The correctNonLinearity module corrects PANIC images for their count-rate dependent
non-linearity. It used the header keywords READMODE and DET_ID to determine the
correction. It corrects the first image, and in the case of a
multi-extension image, the second image as well, with the appropriate power law.
For details see
PANIC detector non-linearity correction data.
Usage:
Options:
-h, --help show this help message and exit
-m MODEL, --model=MODEL
FITS MEF-cube file of polinomial coeffs (c4, c3, c2, c1).
-s SOURCE_FILE_LIST, --source=SOURCE_FILE_LIST
Source file list of FITS files to be corrected.
-o OUT_DIR, --out_dir=OUT_DIR
filename of out data file (default=/tmp)
-S SUFFIX, --suffix=SUFFIX
Suffix to use for new corrected files.
-f, --force Force Non-linearity correction with no check of headervalues (NCOADD, DATE-OBS, DETROT90, ...
4.1.16. solveAstrometry¶
Performs the astrometric calibration of a set of images, in principle previously reduced, but not mandatory; this routine is built on top of Astromety.net tool.
Usage:
Options:
-h, --help show this help message and exit
-s SOURCE_FILE, --source=SOURCE_FILE
Source file list of data frames. It can be a file or directory name.

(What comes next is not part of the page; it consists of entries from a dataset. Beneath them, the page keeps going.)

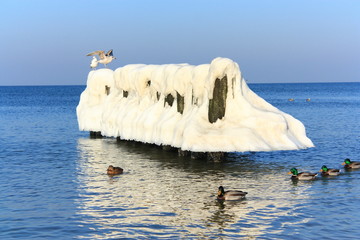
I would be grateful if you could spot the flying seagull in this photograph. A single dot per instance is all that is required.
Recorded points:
(105, 58)
(94, 63)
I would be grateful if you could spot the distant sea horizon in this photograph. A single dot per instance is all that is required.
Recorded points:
(54, 183)
(60, 85)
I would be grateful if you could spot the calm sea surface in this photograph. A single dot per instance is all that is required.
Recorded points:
(53, 182)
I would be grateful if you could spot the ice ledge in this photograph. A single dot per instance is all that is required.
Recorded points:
(204, 108)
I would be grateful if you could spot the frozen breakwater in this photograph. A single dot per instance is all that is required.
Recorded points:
(204, 108)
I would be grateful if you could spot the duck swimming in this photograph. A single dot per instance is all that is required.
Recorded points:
(329, 172)
(350, 164)
(301, 176)
(232, 195)
(114, 170)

-o OUTPUT_DIR, --output_dir=OUTPUT_DIR
Place all output files in the specified directory [default=/tmp]
-p PIXEL_SCALE, --pixel_scale=PIXEL_SCALE
Pixel scale of the images
-r, --recursive Recursive subdirectories (only first level)
4.1.17. remove_cosmics¶
Remove the cosmic ray hits in the input image; it is built on top of Pieter van Dokkum’s L.A.Cosmic algorithm.
Usage:
Options:
-h, --help show this help message and exit
-i INPUT_IMAGE, --input_image=INPUT_IMAGE
input image to remove cosmics
-o OUTPUT_IMAGE, --output=OUTPUT_IMAGE
output filename (default = without_cosmics.fits)
-O, --overwrite overwrite the original image with the corrected one
-m, --mask If true, the mask with cosmics detected and removed is written into a FITS file.